Mismatching WER and samll BUGs
Hi, I got some issues while running the sample code. When I directly ran it, I got the error as following:
TypeError Traceback (most recent call last)
19 batch["transcription"] = transcription
20 return batch
---> 22 result = librispeech_eval.map(map_to_pred, batched=True, batch_size=1, remove_columns=["audio"])
24 #flattened_list = [item[0] for item in result["transcription"]]
26 print("WER:", wer(result["text"], result["transcription"]))
File \datasets\arrow_dataset.py:592, in transmit_tasks.<locals>.wrapper(*args, **kwargs)
590 self: "Dataset" = kwargs.pop("self")
591 # apply actual function
--> 592 out: Union["Dataset", "DatasetDict"] = func(self, *args, **kwargs)
593 datasets: List["Dataset"] = list(out.values()) if isinstance(out, dict) else [out]
594 for dataset in datasets:
595 # Remove task templates if a column mapping of the template is no longer valid
File \datasets\arrow_dataset.py:557, in transmit_format.<locals>.wrapper(*args, **kwargs)
550 self_format = {
551 "type": self._format_type,
552 "format_kwargs": self._format_kwargs,
553 "columns": self._format_columns,
554 "output_all_columns": self._output_all_columns,
555 }
556 # apply actual function
...
---> 13 input_values = processor(batch["audio"]["array"], return_tensors="pt", padding="longest").input_values
14 with torch.no_grad():
15 logits = model(input_values.to("cuda")).logits
TypeError: list indices must be integers or slices, not str
So I modified the sample code as:
result = librispeech_eval.map(map_to_pred, batched=False, batch_size=1, remove_columns=["audio"])
flattened_list = [item[0] for item in result["transcription"]]
print("WER:", wer(result["text"], flattened_list))
Then I got a mismatch WER as:
It is strongly recommended to pass the ``sampling_rate`` argument to this function.
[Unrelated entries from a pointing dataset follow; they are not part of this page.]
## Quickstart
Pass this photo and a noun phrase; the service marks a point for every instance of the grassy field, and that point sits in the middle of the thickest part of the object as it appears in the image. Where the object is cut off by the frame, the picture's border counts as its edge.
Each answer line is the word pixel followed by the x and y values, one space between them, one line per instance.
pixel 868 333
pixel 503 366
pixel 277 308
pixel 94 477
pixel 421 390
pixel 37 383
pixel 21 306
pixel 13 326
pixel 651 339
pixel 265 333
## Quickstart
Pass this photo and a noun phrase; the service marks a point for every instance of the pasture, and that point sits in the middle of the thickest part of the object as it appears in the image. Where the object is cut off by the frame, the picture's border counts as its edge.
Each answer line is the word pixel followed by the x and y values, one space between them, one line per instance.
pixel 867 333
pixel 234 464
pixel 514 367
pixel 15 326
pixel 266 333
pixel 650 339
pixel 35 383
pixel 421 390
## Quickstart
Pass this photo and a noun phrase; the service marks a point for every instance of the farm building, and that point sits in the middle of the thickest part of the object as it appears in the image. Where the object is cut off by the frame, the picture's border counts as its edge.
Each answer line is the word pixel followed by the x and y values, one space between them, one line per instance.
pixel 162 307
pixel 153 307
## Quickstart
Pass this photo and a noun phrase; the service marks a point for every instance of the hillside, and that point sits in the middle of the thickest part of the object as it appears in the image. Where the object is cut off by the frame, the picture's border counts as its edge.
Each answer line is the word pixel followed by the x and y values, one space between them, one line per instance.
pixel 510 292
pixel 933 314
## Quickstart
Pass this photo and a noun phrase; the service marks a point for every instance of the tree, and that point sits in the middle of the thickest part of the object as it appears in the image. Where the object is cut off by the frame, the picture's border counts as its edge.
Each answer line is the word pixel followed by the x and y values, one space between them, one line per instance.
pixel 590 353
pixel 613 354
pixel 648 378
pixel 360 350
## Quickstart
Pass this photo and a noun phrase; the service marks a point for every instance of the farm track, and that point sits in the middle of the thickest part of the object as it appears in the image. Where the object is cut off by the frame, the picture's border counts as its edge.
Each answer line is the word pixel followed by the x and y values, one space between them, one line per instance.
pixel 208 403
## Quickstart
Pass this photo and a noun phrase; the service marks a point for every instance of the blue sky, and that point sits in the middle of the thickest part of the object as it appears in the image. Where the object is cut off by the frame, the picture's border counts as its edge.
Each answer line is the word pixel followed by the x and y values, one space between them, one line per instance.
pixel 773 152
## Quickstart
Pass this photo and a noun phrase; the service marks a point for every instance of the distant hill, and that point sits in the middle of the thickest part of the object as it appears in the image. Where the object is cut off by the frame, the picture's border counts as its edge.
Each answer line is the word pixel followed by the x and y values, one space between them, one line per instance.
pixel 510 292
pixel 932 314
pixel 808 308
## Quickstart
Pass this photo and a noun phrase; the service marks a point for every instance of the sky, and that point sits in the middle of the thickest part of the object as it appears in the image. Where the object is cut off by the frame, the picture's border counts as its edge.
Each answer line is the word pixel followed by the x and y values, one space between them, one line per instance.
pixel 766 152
Failing to do so can result in silent errors that might be hard to debug.
WER: 0.0338557516737675
Is this caused by not passing the sampling rate?
Would you know what might be happening @sanchit-gandhi ?
The sample code I ran is this one:
Evaluation
This code snippet shows how to evaluate facebook/wav2vec2-base-960h on LibriSpeech's "clean" and "other" test data.
from datasets import load_dataset
from transformers import Wav2Vec2ForCTC, Wav2Vec2Processor
import torch
from jiwer import wer
librispeech_eval = load_dataset("librispeech_asr", "clean", split="test")
model = Wav2Vec2ForCTC.from_pretrained("facebook/wav2vec2-base-960h").to("cuda")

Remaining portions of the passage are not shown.